Graham and Calendrillo became acquainted over email while the latter was hunting for opportunities to use her experience working with off-track Thoroughbreds.

Calendrillo, who manages Graystone Stable in Georgetown, has been on the back of one OTTB or another most of her life. One of the first horses she ever rode was Chauncey, a gray filly who bowed a tendon in her only start on the track.

When they started together, Calendrillo was six years old. Chauncey was three.

“She ran away with me pretty much every day,” she said. “I took her on her first trail ride and she ran away with me and went back to the farm. Occasionally I would fall off and go, 'Huh' and get back on. I thought it was awesome.”

Calendrillo says now it probably wasn't the best idea her parents ever had—buying a young horse for a beginner, but the experience made her a relaxed, balanced rider. It also piqued her interest in young horses.

“You don't know what they're going to do,” she said. “I love to see them figure things out. You can feel them figure things out in their brain. I like to wonder, 'Hey are you going to bolt or buck? Let's see what's going to happen.'”

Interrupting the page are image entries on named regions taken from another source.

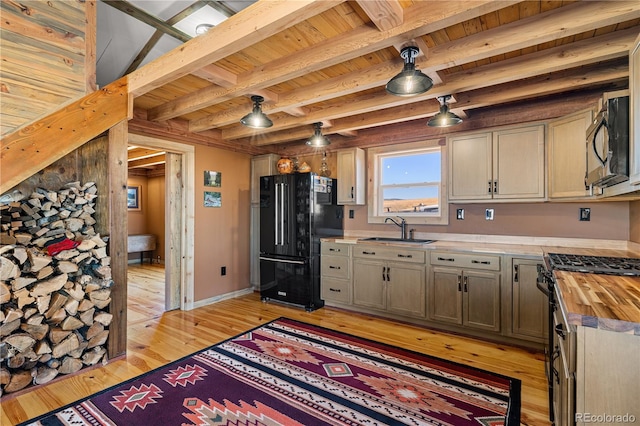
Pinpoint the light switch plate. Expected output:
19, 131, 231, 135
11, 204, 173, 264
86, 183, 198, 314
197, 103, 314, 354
484, 209, 493, 220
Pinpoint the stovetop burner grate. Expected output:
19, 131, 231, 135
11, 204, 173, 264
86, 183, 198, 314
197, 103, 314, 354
549, 253, 640, 276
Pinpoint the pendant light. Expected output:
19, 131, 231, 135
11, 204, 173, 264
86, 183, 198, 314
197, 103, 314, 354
386, 46, 433, 96
427, 95, 462, 127
307, 123, 331, 148
240, 95, 273, 129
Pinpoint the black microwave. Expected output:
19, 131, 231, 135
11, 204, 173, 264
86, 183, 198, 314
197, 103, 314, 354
585, 95, 629, 188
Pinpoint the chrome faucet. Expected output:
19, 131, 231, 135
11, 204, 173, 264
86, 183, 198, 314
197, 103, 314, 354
384, 216, 407, 240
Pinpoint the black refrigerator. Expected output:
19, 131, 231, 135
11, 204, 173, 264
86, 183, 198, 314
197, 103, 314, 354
260, 173, 343, 311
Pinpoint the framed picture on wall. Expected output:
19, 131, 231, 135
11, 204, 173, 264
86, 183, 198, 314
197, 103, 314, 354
127, 185, 140, 210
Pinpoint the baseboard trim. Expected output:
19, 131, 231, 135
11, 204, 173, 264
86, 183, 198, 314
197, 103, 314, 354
189, 287, 253, 310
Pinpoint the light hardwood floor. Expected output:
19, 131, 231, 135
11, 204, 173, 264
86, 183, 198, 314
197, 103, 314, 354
0, 265, 549, 426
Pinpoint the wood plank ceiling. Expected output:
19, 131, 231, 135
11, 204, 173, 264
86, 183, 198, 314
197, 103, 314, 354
110, 0, 640, 168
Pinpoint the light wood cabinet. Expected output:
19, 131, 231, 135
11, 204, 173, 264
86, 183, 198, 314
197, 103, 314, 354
353, 244, 426, 318
428, 252, 501, 332
337, 148, 366, 205
448, 124, 545, 201
320, 241, 351, 304
547, 110, 593, 198
511, 258, 549, 343
629, 35, 640, 185
249, 154, 280, 290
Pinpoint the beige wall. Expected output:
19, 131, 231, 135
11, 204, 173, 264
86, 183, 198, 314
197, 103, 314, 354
345, 202, 640, 241
193, 145, 251, 302
629, 201, 640, 243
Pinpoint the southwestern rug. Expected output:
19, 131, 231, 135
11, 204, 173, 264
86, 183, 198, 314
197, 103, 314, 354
23, 318, 520, 426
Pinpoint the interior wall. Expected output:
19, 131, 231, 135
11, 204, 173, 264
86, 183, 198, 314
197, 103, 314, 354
629, 200, 640, 243
344, 201, 640, 241
193, 145, 251, 302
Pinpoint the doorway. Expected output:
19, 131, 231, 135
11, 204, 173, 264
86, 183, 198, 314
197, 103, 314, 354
128, 134, 195, 311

Calendrillo spent afternoons and summers at Olympian Carol Blackman's Toy Box Farm in New Jersey in middle and high school, getting on as many horses as she could. Chauncey and Calendrillo competed in jumper shows as high as 3'9 before Calendrillo transitioned to eventing, where she found OTTBs excelled. Although she climbed to the one-star level in eventing (also aboard a Thoroughbred), her drive to train is much stronger than her interest in competing. She has focused her energies on the early stages of a horse's transition from the track to a riding stable, often buying horses from local training centers and selling them to competition homes once they have a few low-level shows under their belts.

Calendrillo's mare, Chauncey, is enjoying retirement at age 27
Calendrillo's mare, Chauncey, is enjoying retirement at age 27

“I like to give them a second chance when they can't race anymore,” she said. “I've got good friends who are like 'What are we going to do in the next level of eventing? We have to move up,' but I just like starting them.”

Calendrillo's barn at Graystone Stable is a testament to the breed's versatility. Thoroughbreds occupy most of the stalls, either as boarders or residents.  There's Sport, the hunter/jumper and eventer-turned lesson horse; Nico, the star eventer and one of the more difficult horses she says she's owned; Hakkai, hunter and pleasure horse; there's Pepper, an unraced 3-year-old just learning to jump. The list goes on.

Calendrillo's first horse, Chauncey, is now 27 and also lives at Graystone, enjoying a well-earned retirement. Despite her age, she's prone to fits of occasional mischief, including breaking out of her stall every few months to graze in the barn yard. She seems intent to remind Calendrillo with a well-placed head toss or nip, not to forget where she came from as a trainer—or where she's headed.